Charis B raises the red flag for all those who are visiting or moving to the capital city. Don’t say we didn’t warn you!
1. Do not call anyone “bhaiya”. I have learnt this the hard way my friends, believe me. Calling anyone “bhaiya” with the exception of maybe autowalas, will cause a reaction so bad, you’ll be reeling from its ill effects for hours. You will be yelled at with a -“bhaiya kisko keh kare ho, hain!?!?!” Men in this city do not appreciate being called “bhaiya”. If it is an elderly man, go for the much safer “bhaiyaji”. If it’s a younger person I find that a vague “excuse me” is the safest bet.
2. Do not go to Sarojini Nagar market expecting to buy only a few things. Many times my friends and I have headed to this mad market, with a clear shopping list in mind. This is a typical one: pink shorts, golden chappals, and black top. That’s it. What a joke. We usually come back with 5 times the amount. Even when you’re really careful and carry only a small amount of money, before you know it you’ll be queued up at one of those eternally long ATM lines, cursing yourself for not carrying more cash. This market is like the ocean. You will drown in it.

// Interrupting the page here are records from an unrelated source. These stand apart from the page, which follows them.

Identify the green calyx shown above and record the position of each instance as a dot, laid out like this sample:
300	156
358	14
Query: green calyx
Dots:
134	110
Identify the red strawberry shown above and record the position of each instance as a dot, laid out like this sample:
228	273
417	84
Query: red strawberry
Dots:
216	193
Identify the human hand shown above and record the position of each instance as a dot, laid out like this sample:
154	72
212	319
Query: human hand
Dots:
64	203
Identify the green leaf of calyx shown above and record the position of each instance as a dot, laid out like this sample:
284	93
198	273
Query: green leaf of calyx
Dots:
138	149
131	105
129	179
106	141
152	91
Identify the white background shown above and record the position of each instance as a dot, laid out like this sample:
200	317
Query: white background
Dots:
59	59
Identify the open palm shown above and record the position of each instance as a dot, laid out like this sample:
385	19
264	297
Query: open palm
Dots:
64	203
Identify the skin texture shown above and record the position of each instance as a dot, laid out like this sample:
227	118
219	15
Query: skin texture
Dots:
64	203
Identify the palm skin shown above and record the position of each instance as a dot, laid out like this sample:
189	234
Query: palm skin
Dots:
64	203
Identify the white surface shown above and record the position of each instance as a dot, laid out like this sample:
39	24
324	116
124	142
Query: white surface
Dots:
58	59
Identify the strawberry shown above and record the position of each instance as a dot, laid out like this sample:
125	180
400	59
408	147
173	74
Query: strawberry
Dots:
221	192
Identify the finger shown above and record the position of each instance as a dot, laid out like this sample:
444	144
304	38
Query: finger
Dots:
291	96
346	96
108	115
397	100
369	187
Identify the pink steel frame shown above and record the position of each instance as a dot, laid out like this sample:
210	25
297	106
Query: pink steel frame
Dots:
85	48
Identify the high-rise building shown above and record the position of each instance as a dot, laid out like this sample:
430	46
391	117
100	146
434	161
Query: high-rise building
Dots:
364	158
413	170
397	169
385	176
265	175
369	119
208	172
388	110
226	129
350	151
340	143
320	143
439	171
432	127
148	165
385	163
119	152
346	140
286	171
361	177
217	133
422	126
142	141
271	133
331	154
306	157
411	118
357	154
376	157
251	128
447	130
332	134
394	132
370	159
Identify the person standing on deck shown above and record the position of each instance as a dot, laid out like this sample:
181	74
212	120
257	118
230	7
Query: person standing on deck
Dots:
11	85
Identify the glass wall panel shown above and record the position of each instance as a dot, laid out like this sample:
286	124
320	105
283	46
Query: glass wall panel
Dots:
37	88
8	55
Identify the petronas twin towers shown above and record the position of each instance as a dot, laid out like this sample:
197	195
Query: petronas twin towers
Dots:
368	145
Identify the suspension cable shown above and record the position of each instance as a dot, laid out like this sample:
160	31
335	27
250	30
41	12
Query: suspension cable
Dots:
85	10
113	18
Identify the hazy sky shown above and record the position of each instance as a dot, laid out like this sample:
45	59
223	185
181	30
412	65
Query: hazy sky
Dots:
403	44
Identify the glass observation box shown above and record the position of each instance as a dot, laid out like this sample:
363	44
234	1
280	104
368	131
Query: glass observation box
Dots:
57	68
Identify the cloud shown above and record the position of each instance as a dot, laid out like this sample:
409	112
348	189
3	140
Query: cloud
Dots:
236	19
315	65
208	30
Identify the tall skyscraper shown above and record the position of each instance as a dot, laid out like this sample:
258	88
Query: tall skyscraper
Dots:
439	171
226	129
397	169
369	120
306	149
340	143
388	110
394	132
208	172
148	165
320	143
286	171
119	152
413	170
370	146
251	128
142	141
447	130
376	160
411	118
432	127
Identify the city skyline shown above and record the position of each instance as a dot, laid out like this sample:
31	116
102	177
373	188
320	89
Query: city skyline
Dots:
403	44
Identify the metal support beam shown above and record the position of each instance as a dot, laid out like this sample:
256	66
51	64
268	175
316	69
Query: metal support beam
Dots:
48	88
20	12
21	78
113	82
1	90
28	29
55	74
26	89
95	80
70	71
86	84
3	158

3. Do not get into a fight on the road. Unless you have a death wish, that is. It seems like everyone these days is carrying a firearm, and if by some stroke of luck they’re not- they’re most certainly carrying their violent temper. Something as small as driving too slow, can get you killed in this city. So please, the next time someone is honking like a crazy person, he probably is. Do yourself a favour and let him take the lead. You may have to control your temper, but you’ll still be alive.
4. This one is for the girls. Do not be shy/coy/ladylike when in Delhi. Walk like you own the streets. Make unwavering eye contact with the creep who’s checking you out. Be confident and slightly scary when in public. This will serve you well.

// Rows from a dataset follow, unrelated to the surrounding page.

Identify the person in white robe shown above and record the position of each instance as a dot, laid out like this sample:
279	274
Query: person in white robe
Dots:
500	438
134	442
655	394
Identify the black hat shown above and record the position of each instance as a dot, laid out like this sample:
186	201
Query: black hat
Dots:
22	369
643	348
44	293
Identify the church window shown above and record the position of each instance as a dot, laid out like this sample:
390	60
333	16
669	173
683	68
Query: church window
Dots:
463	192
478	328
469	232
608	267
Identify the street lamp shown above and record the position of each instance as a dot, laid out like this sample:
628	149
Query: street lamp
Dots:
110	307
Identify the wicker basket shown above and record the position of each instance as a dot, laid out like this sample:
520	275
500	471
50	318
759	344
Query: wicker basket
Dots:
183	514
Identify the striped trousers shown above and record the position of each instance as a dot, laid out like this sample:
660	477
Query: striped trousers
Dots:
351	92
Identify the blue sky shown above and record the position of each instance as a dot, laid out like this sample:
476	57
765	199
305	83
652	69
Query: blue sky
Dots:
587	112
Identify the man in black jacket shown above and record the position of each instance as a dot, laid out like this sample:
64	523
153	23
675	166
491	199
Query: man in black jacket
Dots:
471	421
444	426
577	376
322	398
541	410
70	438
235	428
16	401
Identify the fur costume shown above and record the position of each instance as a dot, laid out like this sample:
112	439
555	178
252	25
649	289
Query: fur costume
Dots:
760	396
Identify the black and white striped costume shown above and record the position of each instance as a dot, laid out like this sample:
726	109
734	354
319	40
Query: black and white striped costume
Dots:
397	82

5. Do not get into the Metro if it is over-crowded. This may seem like a no-brainer, but if you see the number of people who push themselves into a metro when it’s packed, you will see that it isn’t really. Wait till the next one comes along- usually it won’t be more than a few minutes wait. You don’t want to be rubbing shoulders and various other body parts with smelly strangers. Also, less chances of having your pocket picked! (Oh and losing a limb!)
6. Do not get your hair braided in Dilli Haat. Sometimes I feel like a bee attracted to a flower when I see those ladies with their colourful strings in a bazillion colours. Nowadays they even have shiny, metallic colours. (As if the matt ones weren’t enough). Braiding your hair with string is okay if you’re 10, or if you’re hippie. If you aren’t, steer clear. They’re also a pain to remove and end up getting mighty knotted in your hair.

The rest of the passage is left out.